Akhirnya sebagaimana bisa kita tebak, hak interpelasi anggota DPRD Sumut kepada Gubernur Sumut atas sejumlah kebijakannya, terancam kempes alias gembos. Penyebab lesu darah itu mudah ditebak, kepentingan politik.
Adalah Partai Gerindra yang awalnya begitu bersemangat untuk "menuntut" Gubsu memberikan penjelasan atas berbagai hal yang berkaitan dengan kebijakan keuangan Pemprov Sumut, penggunaan anggaran dan profesionalitas pengangkatan pejabat. Sayangnya, belum sampai ke paripurna penjadwalan, Partai Gerindra yang balik badan duluan.
Kita sebenarnya sudah bisa menebak bahwa politik gertak sambal ini hanya akan menjadi sebuah tontonan lucu. Soalnya, kita tahu bahwa ancaman model begini pernah juga dilakukan oleh anggota DPRD Sumut periode lalu, juga gembos. Deal-deal politik, termasuk politik balas budi, amat kental nuansanya.
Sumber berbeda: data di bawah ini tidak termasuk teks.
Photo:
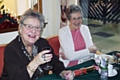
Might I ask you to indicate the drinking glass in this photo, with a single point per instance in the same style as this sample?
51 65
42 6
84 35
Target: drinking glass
48 66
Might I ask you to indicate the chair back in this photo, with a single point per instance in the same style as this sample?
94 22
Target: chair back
54 42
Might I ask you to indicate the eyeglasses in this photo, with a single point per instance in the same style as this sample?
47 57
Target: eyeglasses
74 19
30 27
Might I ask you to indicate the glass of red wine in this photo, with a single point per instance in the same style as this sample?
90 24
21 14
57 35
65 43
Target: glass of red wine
116 57
48 66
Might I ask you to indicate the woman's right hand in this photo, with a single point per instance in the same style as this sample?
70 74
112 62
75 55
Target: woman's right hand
42 57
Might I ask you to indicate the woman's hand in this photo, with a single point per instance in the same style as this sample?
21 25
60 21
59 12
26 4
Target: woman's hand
63 56
68 75
42 57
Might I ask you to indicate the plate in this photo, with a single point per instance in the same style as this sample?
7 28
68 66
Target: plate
110 75
113 74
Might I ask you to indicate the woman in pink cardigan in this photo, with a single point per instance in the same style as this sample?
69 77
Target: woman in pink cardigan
76 43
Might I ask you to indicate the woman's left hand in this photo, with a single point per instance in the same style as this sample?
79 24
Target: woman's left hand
68 75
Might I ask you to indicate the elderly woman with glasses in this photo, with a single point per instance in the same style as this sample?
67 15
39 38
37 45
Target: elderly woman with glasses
75 39
24 57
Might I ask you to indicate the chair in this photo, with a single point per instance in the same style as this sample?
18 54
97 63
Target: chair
1 58
54 42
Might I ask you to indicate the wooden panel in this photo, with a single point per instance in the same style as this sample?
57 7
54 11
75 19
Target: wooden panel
40 5
104 10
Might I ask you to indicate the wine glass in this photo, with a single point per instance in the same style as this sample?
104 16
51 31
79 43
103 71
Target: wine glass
48 66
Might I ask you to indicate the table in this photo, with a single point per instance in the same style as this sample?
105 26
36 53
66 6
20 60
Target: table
94 75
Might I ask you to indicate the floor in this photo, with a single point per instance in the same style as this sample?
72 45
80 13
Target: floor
105 36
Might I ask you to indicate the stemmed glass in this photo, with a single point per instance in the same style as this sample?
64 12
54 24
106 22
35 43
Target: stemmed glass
48 66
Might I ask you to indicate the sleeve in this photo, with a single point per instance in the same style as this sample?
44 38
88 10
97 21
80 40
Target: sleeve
67 46
58 66
12 66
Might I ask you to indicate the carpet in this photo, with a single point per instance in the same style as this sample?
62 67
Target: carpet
94 25
103 34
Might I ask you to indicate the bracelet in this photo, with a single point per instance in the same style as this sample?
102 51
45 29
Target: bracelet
30 69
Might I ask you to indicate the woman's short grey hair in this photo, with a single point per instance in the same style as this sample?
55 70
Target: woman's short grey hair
73 9
32 14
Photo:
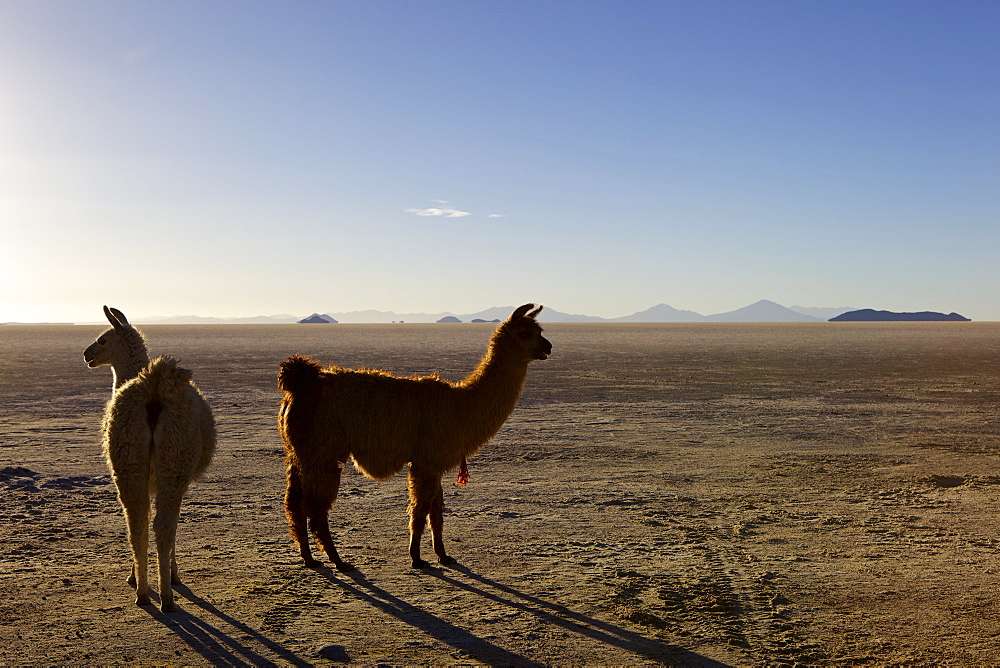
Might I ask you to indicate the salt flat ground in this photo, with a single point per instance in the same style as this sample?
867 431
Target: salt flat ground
695 495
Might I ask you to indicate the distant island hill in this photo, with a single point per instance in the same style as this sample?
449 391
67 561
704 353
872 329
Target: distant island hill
871 315
762 311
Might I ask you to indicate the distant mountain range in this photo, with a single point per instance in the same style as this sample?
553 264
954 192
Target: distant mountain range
871 315
761 311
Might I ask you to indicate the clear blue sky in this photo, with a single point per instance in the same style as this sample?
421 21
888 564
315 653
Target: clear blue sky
242 158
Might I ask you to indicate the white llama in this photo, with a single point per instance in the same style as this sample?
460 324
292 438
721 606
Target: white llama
159 435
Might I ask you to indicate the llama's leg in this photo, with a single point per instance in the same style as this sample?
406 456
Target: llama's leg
317 499
437 525
135 503
423 489
168 510
296 514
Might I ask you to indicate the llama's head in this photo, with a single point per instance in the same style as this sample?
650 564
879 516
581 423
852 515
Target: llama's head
102 351
523 330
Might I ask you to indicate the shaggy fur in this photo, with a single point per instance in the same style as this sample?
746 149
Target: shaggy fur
383 423
159 435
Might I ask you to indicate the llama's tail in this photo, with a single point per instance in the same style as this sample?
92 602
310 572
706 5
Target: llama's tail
298 374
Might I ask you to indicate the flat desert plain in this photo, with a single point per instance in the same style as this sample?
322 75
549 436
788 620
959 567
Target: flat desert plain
693 495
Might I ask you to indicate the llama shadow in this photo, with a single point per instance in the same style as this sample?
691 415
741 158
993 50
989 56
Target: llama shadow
216 646
546 612
481 650
559 615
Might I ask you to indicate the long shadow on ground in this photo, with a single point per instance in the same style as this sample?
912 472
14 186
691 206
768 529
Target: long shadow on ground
459 638
560 615
546 612
216 646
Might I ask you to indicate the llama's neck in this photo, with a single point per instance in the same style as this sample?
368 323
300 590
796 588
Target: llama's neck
491 392
129 358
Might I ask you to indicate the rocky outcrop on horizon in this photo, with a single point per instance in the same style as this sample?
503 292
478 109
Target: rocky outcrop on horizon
871 315
317 318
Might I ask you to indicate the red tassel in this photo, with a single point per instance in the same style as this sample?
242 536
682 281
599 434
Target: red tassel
463 473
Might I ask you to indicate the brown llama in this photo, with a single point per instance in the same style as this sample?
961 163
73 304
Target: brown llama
383 423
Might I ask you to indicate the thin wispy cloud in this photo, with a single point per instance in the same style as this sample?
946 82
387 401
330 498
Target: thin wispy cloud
447 212
446 209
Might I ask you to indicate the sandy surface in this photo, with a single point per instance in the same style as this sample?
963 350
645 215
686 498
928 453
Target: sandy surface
696 495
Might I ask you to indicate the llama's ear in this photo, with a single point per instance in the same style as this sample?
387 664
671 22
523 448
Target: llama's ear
116 318
520 311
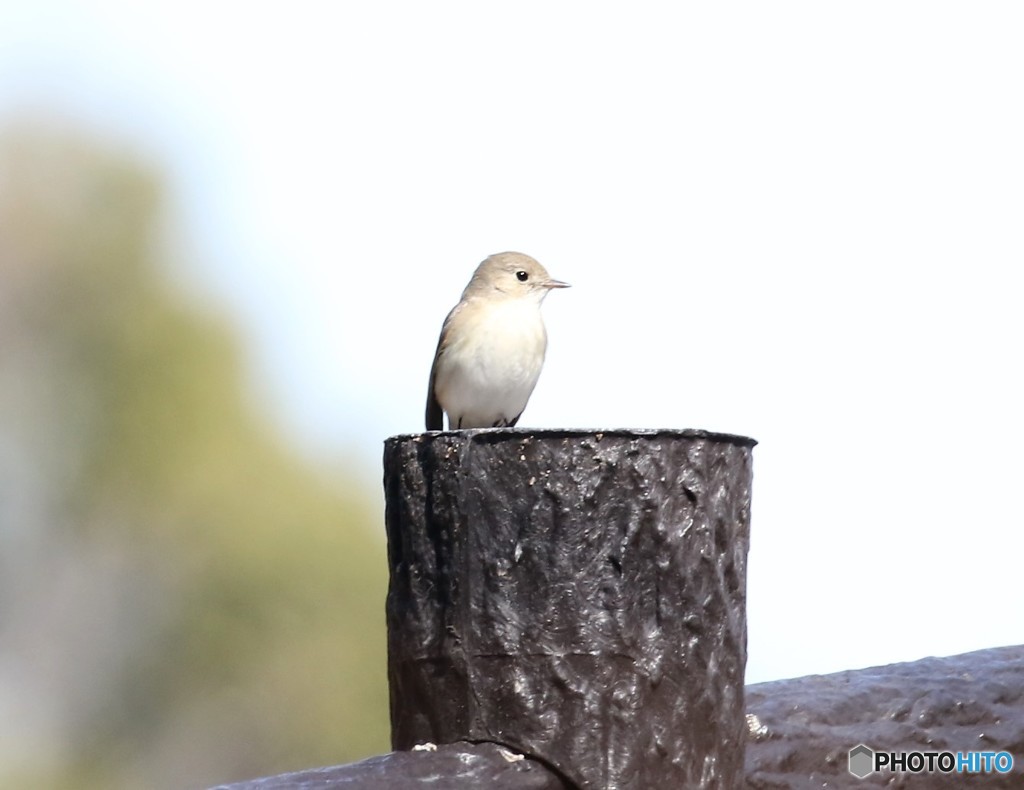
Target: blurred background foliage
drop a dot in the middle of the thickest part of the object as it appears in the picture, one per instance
(184, 597)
Alasan Partai Gerindra adalah instruksi dari Ketua Umumnya Prabowo Subianto. Alasan yang sama juga kita lihat dari berbagai penarik diri dari ancaman-ancaman melakukan hak anggota DPRD di DKI Jakarta yang juga menarik diri dari usulannya, hak angket. Kaburnya masalah dan semacam gertak sambal juga, menyebabkan beberapa parpol kemudian diperintahkan oleh DPP partainya masing-masing untuk menarik diri atau terancam dipecat.
Dari sinilah kita tahu betapa tidak berkutiknya anggota DPRD dari ancaman pemecatan dari DPP Parpol. Ini sangat ironis. Sebab dalam Pemilu, kita sebenarnya telah menggunakan sistem proporsional daftar terbuka, dimana memilih wakil rakyat dan bukan parpolnya. Bahkan andaikan dalam Pemilu kita hanya mencoblos nama wakil rakyat, maka suara tersebut tetap dianggap sah.
Sistem Pemilu demikian sebenarnya memperlihatkan kepada kita betapa kuatnya posisi anggota parlemen. Mereka memiliki legalitas langsung dari kita untuk menjadi wakil rakyat yang akan menyampaikan kehendak kita. Lagi-lagi ironisnya mereka ketika sudah duduk di parlemen seperti tak lagi bergigi. Mereka bagaikan politis yang lehernya terikat pada peraturan parpolnya.
Amat disayangkan karena hal ini sering tidak disadari oleh para pemilih ketika memberikan suaranya di bilik suara. Pemilih tidak sadar bahwa di balik pilihannya ada ancaman kooptasi dari parpol yang mengusulkan nama yang akan kita pilih itu. Dan kenyataannya memang terjadi demikian.
Parpol di negeri kita ini memang sangat besar pengaruhnya. Mereka berhak memecat atau bahkan membungkam suara anggota DPRD, meski sebenarnya mereka tidak berhak melakukan hal itu. Kelembagaan sistem politik yang abu-abu ini menyebabkan parpol sangat berkuasa menentukan arah dan suara mereka yang telah menjadi wakil rakyat melalui pemilihan secara langsung.
Bisa dipastikan jika semua parpol mengarahkan wakilnya sesuai dengan kepentingan parpol itu sendiri, maka para wakil rakyat hanyalah seperti pem-beo.
Mereka sama sekali tidak memiliki kewenangan menggunakan haknya sendiri. Mereka tidak bisa bersuara, bahkan akan dibungkam jika mbalelo.
Sudah lama sebenarnya hal ini disadari. Demokratisasi yang melanda negeri ini hanya membuka celah bagi upaya perubahan dan perbaikan di institusi lain di luar parpol. Parpol, dengan segala kekakuan dan keengganannya berubah, telah menjadi institusi yang kelihatannya paling tidak demokratis. Hak interpelasi, mungkin hanya gertak sambal.